Icon (Close Menu)


Trend of Extreme Savings Catching FIRELock Icon

8 min read

Sarah Catherine Gutierrez first noticed the shift on social media. Fewer young professionals were posting their new Mercedes SUVs or boats, and more were celebrating their final student loan payments or rolling over 200,000 miles in their well-worn cars.

Young clients are increasingly coming to Aptus Financial in Little Rock, where Gutierrez is a partner, for aggressive savings options. She ties the trend to a movement called FIRE — Financial Independence Retire Early — planted by a 1992 book and fueled by bloggers who preach thrift and almost obsessive saving.

“Some of the bloggers were able to stop working young, in some cases as early as their 30s, by going to extreme measures to save and spin off $30,000 or $40,000 a year to live off the rest of their lives,” Gutierrez said. But those extremes, including eeking by on maybe 10 percent of income, aren’t realistic for most of Gutierrez’s clients. And folks seeking financial independence aren’t necessarily ready for retirement.

“They want the ability to stop what they’re doing if they want to,” she said. “We jokingly call it FIWO — financially independent work optional.”

One emphasis is breaking free of student debt, which Gutierrez says handcuffs young professionals whose good salaries are devoured by high payments.
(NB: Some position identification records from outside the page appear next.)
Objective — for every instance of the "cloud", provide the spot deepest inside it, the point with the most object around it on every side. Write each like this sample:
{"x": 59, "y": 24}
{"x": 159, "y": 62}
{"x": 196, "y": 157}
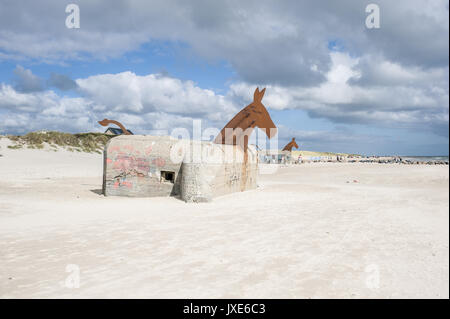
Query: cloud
{"x": 128, "y": 92}
{"x": 26, "y": 81}
{"x": 62, "y": 82}
{"x": 150, "y": 104}
{"x": 265, "y": 42}
{"x": 383, "y": 94}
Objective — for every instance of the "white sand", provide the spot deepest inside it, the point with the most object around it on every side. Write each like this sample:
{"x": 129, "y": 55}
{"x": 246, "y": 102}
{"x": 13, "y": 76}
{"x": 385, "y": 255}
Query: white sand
{"x": 305, "y": 233}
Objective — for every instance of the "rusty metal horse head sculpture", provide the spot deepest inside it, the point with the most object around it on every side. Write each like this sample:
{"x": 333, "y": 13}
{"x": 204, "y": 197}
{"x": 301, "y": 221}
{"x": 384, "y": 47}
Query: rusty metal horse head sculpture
{"x": 290, "y": 145}
{"x": 237, "y": 131}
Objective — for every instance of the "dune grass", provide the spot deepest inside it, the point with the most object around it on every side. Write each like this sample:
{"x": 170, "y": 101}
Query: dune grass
{"x": 80, "y": 142}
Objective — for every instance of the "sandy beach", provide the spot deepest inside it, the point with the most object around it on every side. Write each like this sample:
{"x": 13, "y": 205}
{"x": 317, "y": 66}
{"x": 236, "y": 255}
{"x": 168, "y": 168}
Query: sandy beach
{"x": 319, "y": 230}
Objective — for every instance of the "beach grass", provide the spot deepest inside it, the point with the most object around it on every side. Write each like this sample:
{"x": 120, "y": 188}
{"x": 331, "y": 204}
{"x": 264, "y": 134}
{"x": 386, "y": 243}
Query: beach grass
{"x": 80, "y": 142}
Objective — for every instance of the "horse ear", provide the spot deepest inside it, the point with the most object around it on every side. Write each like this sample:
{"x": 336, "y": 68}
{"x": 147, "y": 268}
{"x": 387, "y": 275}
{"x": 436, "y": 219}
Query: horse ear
{"x": 258, "y": 95}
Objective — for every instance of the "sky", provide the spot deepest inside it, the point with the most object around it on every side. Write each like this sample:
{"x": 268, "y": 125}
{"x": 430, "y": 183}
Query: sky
{"x": 331, "y": 82}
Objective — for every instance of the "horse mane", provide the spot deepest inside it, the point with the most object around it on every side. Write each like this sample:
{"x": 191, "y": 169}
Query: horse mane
{"x": 247, "y": 119}
{"x": 290, "y": 145}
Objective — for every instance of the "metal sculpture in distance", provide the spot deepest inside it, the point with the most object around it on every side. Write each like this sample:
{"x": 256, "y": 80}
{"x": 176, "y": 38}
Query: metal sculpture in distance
{"x": 106, "y": 122}
{"x": 290, "y": 145}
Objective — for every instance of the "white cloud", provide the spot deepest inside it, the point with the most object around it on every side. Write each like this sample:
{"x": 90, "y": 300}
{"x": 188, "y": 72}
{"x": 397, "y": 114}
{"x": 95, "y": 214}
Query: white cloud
{"x": 128, "y": 92}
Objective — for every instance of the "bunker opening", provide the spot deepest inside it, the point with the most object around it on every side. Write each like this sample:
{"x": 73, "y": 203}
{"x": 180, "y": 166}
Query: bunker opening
{"x": 168, "y": 177}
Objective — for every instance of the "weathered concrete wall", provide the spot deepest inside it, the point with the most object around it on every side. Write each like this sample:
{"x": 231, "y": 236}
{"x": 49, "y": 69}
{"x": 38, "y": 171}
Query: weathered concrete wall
{"x": 133, "y": 166}
{"x": 222, "y": 172}
{"x": 138, "y": 166}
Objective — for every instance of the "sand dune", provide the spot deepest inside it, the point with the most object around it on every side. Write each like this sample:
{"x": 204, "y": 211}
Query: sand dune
{"x": 308, "y": 231}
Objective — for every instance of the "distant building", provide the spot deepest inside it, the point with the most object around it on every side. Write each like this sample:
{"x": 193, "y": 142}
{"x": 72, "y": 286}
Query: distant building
{"x": 115, "y": 131}
{"x": 275, "y": 157}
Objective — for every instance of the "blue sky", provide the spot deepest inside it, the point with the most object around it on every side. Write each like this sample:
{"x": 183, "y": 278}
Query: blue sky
{"x": 335, "y": 87}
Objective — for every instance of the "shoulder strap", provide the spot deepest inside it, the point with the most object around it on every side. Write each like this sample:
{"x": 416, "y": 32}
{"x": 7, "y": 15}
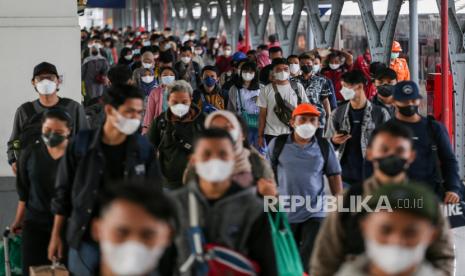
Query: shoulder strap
{"x": 324, "y": 148}
{"x": 434, "y": 147}
{"x": 278, "y": 148}
{"x": 29, "y": 109}
{"x": 295, "y": 87}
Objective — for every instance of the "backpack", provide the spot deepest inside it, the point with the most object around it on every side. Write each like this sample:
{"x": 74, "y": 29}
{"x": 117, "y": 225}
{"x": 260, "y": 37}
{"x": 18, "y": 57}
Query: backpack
{"x": 283, "y": 109}
{"x": 279, "y": 146}
{"x": 32, "y": 128}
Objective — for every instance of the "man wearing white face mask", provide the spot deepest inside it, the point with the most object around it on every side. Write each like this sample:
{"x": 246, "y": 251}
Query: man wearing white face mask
{"x": 27, "y": 122}
{"x": 299, "y": 161}
{"x": 174, "y": 131}
{"x": 93, "y": 162}
{"x": 147, "y": 218}
{"x": 411, "y": 231}
{"x": 276, "y": 102}
{"x": 230, "y": 215}
{"x": 351, "y": 124}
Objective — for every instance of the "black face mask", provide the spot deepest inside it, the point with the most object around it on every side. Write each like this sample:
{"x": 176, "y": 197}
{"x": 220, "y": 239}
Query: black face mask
{"x": 53, "y": 139}
{"x": 391, "y": 165}
{"x": 408, "y": 110}
{"x": 306, "y": 69}
{"x": 385, "y": 90}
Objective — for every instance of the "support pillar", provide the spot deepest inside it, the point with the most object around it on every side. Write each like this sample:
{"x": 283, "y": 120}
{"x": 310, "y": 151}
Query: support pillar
{"x": 52, "y": 27}
{"x": 287, "y": 31}
{"x": 380, "y": 40}
{"x": 413, "y": 40}
{"x": 324, "y": 34}
{"x": 457, "y": 65}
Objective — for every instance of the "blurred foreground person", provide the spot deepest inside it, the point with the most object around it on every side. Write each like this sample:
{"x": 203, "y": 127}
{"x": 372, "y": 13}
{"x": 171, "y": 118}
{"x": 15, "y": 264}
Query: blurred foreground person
{"x": 391, "y": 151}
{"x": 396, "y": 240}
{"x": 135, "y": 226}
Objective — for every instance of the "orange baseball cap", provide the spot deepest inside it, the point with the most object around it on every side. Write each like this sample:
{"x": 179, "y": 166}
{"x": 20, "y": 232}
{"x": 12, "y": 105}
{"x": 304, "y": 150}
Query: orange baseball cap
{"x": 305, "y": 109}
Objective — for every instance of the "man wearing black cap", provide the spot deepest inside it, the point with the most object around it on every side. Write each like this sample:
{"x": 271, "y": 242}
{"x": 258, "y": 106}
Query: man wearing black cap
{"x": 435, "y": 164}
{"x": 27, "y": 122}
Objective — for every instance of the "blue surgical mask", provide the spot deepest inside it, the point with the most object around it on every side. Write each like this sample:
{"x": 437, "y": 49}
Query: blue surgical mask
{"x": 209, "y": 82}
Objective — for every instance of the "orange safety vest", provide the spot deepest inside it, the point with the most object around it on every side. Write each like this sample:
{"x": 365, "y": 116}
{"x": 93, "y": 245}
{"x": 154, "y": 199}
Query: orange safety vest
{"x": 400, "y": 66}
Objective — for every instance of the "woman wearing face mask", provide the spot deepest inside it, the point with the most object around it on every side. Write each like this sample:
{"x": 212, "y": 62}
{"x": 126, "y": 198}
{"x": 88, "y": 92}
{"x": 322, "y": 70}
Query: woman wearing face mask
{"x": 250, "y": 168}
{"x": 210, "y": 56}
{"x": 94, "y": 71}
{"x": 412, "y": 229}
{"x": 243, "y": 100}
{"x": 37, "y": 169}
{"x": 125, "y": 56}
{"x": 223, "y": 62}
{"x": 157, "y": 102}
{"x": 174, "y": 131}
{"x": 334, "y": 72}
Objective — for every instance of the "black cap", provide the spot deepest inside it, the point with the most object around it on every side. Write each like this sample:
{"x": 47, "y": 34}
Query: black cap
{"x": 45, "y": 67}
{"x": 406, "y": 90}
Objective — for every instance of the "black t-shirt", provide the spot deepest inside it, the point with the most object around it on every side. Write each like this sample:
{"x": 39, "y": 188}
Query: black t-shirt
{"x": 352, "y": 160}
{"x": 36, "y": 183}
{"x": 115, "y": 157}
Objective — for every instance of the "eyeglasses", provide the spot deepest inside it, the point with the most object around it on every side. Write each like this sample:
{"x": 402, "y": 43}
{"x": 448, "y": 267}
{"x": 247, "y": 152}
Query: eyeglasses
{"x": 46, "y": 77}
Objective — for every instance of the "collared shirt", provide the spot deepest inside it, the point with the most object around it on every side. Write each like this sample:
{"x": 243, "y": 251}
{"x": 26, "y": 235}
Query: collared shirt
{"x": 300, "y": 173}
{"x": 266, "y": 99}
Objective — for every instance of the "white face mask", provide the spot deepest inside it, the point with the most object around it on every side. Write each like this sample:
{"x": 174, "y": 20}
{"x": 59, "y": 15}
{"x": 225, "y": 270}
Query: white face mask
{"x": 347, "y": 93}
{"x": 334, "y": 66}
{"x": 179, "y": 109}
{"x": 394, "y": 259}
{"x": 167, "y": 79}
{"x": 148, "y": 79}
{"x": 147, "y": 65}
{"x": 46, "y": 87}
{"x": 316, "y": 68}
{"x": 131, "y": 257}
{"x": 126, "y": 125}
{"x": 186, "y": 60}
{"x": 282, "y": 76}
{"x": 214, "y": 170}
{"x": 294, "y": 68}
{"x": 248, "y": 76}
{"x": 306, "y": 131}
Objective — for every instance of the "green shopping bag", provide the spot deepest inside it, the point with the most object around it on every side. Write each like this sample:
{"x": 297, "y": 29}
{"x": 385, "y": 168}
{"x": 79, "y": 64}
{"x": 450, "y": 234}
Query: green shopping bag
{"x": 287, "y": 254}
{"x": 14, "y": 253}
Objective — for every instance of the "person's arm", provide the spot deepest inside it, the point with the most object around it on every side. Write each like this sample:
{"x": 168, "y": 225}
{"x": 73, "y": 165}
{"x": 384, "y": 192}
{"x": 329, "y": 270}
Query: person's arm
{"x": 261, "y": 126}
{"x": 55, "y": 247}
{"x": 449, "y": 166}
{"x": 261, "y": 248}
{"x": 328, "y": 251}
{"x": 17, "y": 126}
{"x": 17, "y": 225}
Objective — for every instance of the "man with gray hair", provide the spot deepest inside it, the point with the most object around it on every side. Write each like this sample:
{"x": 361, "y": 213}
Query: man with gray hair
{"x": 174, "y": 131}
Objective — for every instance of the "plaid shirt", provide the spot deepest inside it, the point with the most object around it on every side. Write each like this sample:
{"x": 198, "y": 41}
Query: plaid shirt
{"x": 317, "y": 89}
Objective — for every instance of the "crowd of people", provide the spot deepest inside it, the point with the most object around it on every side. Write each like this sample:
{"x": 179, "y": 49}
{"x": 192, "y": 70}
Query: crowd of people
{"x": 181, "y": 137}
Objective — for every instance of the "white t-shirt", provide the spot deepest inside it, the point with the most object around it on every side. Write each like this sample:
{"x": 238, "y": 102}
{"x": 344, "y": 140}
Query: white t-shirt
{"x": 266, "y": 99}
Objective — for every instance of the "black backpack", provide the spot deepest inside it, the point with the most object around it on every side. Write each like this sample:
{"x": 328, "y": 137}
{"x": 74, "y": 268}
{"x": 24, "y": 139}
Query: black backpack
{"x": 279, "y": 146}
{"x": 32, "y": 128}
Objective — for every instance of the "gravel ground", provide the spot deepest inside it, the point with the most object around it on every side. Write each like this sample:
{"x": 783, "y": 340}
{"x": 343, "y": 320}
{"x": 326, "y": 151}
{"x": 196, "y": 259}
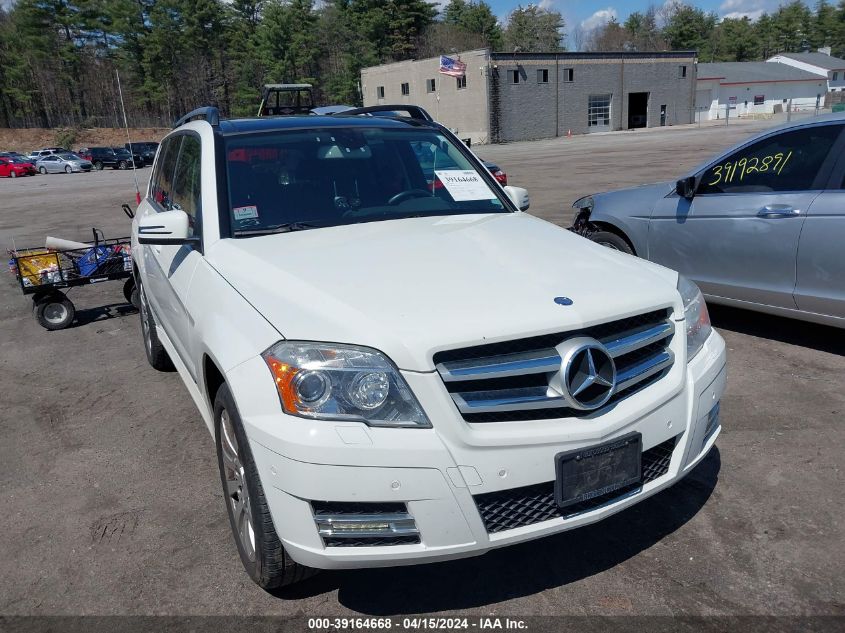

Other clients want alternatives to lavish lifestyles that lock them into high-paying jobs.

“There’s a shift toward being proud of paying off student loans, proud of putting 20 percent of pay away for retirement,” Gutierrez said. “They’re proud to pull their old Honda into a lot filled with late-model cars. We’re seeing a shift from conspicuous consumption to conspicuous savings.”

Young workers value experiences more than possessions, Gutierrez says. “They’re not buying big houses or expensive cars, so we create a cash-flow system that keeps the same amount coming into their bank account to spend,” she said. “The rest is just piling up. FIREs want to get rid of student loans, want to travel, want work to be optional, and we have formulas to make that happen.”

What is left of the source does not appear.